Answer:
The value of x is 12 and the value of y is 23. The given figure wrong because the vertically opposite angles are not same.
Step-by-step explanation:
From the given graph it is clear that lines XY and WZ intersect each other at point A and make 4 angles.
The angle XAZ and angle ZAY are supplementary angles because they lie on a straight line.
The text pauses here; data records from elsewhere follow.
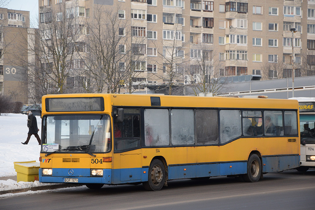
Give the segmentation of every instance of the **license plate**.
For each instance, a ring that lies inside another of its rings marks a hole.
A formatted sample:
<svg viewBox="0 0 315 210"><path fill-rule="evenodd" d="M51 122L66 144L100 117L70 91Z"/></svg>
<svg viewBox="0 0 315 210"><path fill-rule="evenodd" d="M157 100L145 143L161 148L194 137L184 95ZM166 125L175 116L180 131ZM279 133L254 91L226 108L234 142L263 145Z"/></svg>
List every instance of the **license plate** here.
<svg viewBox="0 0 315 210"><path fill-rule="evenodd" d="M64 178L64 182L77 182L77 178Z"/></svg>

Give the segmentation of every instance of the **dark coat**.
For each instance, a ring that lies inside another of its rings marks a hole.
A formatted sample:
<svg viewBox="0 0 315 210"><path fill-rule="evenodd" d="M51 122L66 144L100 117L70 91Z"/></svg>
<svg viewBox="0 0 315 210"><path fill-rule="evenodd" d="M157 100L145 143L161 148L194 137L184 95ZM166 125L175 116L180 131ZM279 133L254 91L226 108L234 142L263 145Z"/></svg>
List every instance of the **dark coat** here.
<svg viewBox="0 0 315 210"><path fill-rule="evenodd" d="M31 113L27 117L27 127L28 127L28 133L27 134L34 134L38 133L37 127L37 120L36 117Z"/></svg>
[tex]\angle XAZ+\angle ZAY=180[/tex]
[tex]6x+35+8x-23=180[/tex]
[tex]14x+12=180[/tex]
[tex]14x=168[/tex]
[tex]x=12[/tex]
The value of x is 12.
The angle XAW and angle WAY are supplementary angles because they lie on a straight line.
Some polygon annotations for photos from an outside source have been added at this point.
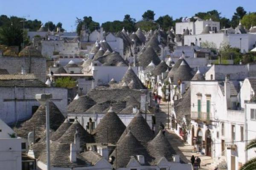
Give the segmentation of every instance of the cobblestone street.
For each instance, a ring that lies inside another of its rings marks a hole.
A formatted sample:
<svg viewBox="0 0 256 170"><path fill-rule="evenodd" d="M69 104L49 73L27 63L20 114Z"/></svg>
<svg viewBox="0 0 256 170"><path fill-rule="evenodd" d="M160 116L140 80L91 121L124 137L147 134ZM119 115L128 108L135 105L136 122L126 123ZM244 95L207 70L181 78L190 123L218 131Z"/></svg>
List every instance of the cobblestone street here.
<svg viewBox="0 0 256 170"><path fill-rule="evenodd" d="M172 146L177 153L180 155L180 159L185 163L190 162L191 156L200 156L201 160L201 170L213 170L214 168L209 165L213 162L213 160L210 157L201 155L200 153L193 153L194 147L185 144L182 140L177 135L173 130L168 129L168 105L167 102L162 102L160 105L160 110L155 113L156 128L157 130L159 129L160 122L165 125L167 130L166 133L168 141ZM171 108L169 109L170 117L171 116Z"/></svg>

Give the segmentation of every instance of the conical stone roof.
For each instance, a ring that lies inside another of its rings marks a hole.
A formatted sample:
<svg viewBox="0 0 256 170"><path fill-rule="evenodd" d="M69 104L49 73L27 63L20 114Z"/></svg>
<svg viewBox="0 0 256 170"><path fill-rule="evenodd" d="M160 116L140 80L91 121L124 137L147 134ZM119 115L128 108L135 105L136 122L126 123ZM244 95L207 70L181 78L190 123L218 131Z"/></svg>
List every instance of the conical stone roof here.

[tex]\angle XAW+\angle WAY=180[/tex]
[tex]3y+y+88=180[/tex]
[tex]4y+88=180[/tex]
[tex]4y=92[/tex]
[tex]y=23[/tex]
The value of y is 23.
The value of x is 12 and the value of y is 23, so the measure of all angles are
[tex]\angle XAZ=6x+35=6(12)+35=107[/tex]
[tex]\angle ZAY=8x-23=8(12)-23=73[/tex]
[tex]\angle XAW=3y=3(23)=69[/tex]
[tex]\angle WAY=y+88=23+88=111[/tex]
If two line intersect each other then the vertically opposite angles are always same. But here vertically opposite angles are not same.
[tex]\angle XAZ\neq \angle WAY[/tex]
[tex]\angle ZAY\neq \angle XAW[/tex]
Therefore the given figure wrong because the vertically opposite angles are not same.